The Dyreza Trojan is now targeting the IT supply chain

The Dyreza Trojan has re-emerged and is now targeting the IT supply chain

Trojan horse
Trojan horse

The Dyreza trojan has recently re-emerged in a new and frightening way. Proofpoint, a California-based security company, has released new research showing that the infamous Dyreza Trojan has taken new aim at the IT supply chain. Its research shows 20 organisations involved in physical IT have been targeted, and listen in the trojan's configuration files. 

This news comes just after Salesforce.com warned its customers earlier this month that the Dyreza trojan may be targeting its customers. Salesforce was eager to impress upon customers that “this is not a vulnerability within Salesforce. It is malware that resides on infected computer systems and is designed to steal user login credentials and resides on infected computer systems.”

Earlier this summer, security company, BitDefender warned that around 20,000 customers of major banks including Santander and Barclays had been targeted over a matter of days.

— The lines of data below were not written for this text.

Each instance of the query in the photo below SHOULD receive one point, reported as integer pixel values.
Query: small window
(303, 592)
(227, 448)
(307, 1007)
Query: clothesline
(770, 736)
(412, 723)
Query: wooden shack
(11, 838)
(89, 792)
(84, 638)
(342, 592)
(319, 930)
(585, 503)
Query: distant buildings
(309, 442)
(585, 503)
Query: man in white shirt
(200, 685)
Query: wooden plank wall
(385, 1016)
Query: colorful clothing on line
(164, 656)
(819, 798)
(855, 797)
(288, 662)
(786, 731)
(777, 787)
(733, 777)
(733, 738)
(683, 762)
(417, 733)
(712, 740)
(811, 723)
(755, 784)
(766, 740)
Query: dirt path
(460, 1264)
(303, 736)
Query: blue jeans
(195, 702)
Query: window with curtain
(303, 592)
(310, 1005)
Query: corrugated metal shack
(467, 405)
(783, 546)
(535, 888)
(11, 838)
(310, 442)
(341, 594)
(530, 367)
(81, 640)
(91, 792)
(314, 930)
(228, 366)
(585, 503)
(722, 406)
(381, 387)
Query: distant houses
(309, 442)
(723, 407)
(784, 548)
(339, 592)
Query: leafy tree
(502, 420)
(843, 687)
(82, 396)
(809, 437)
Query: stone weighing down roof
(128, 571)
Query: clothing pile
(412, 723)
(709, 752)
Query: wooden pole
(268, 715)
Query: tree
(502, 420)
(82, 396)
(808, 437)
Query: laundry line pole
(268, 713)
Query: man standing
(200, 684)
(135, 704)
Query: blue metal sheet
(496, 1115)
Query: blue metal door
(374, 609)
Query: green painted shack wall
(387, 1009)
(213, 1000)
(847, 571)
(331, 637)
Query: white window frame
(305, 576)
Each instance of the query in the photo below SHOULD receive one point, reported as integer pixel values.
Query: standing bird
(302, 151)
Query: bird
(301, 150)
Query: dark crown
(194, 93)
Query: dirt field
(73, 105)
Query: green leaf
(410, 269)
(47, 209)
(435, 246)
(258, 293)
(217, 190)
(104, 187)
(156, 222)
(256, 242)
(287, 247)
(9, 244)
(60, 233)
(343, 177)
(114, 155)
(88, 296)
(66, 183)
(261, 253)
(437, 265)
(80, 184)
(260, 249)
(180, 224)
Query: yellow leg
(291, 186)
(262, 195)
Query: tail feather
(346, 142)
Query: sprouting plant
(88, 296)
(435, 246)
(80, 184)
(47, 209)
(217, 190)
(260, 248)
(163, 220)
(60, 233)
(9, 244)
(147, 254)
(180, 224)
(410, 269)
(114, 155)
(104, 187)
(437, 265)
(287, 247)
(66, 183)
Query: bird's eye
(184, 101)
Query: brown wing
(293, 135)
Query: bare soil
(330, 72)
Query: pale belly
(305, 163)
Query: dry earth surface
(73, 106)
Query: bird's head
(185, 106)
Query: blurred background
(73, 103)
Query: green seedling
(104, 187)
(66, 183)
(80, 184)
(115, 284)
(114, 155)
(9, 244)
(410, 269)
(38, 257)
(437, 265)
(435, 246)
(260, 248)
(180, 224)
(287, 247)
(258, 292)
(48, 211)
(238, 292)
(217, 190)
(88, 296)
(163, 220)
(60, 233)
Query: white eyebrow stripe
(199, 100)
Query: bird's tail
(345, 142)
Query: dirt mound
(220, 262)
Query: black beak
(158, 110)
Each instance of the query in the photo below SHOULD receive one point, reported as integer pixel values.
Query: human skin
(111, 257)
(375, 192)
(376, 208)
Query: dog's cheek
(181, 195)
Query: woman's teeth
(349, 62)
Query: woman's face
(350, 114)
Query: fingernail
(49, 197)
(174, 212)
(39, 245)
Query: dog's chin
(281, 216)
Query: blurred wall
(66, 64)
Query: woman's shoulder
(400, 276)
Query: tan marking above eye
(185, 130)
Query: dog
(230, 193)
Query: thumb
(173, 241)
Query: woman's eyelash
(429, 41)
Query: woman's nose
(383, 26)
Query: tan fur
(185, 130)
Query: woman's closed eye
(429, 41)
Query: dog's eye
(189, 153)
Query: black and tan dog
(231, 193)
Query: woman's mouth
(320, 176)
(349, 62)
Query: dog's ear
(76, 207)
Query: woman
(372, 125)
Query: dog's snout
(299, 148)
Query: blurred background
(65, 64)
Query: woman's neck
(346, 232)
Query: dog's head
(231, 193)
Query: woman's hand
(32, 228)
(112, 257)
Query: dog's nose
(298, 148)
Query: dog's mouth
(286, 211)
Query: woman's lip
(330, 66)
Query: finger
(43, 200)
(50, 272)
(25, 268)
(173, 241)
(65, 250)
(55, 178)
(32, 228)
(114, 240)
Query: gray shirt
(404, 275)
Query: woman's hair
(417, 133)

It's also been relatively good at what it does; Proofpoint's 2015 annual cyber-crime report, The Human Factor, suggested that one in 25 of those sent Dyreza phishing emails will fall prey to the scam.

Dyreza, occasionally known as Dyre, puts itself right into targeted users' browsers, sometimes via hacked routers, according to Symantec. From there, it directs users to modified versions of otherwise legit webpages. If Dyreza is installed on your computer, it might steal your online banking details as you log into what you think is your normal online banking webpage.

The trojan starts a campaign of phishing emails and sends the collected browser data, namely, users' key financial and encryption data back to the attacker. With that data, the victimised users financial and personal account can be made wide open to abuse.

The historically successful Dyreza Trojans have typically targeted banks, but its renewed occurrence in Salesforce may present a new dimension and fertile new ground for the Trojan.

But what's the significance of this new dimension for the infamous piece of malware? Re-purposing the tool that used to steal bank details, might just as easily, and profitably, be used to steal other details. 

Kevin Epstein, VP of threat operations at Proofpoint, elaborated on the significance of this new development: “If you look at the potential of this supply chain, it's a powerful set of accounts to gain access to. With it, you can divert shipments of physical goods, issue full sets of payments and invoices to artificial companies, do large-scale gift-card issues.”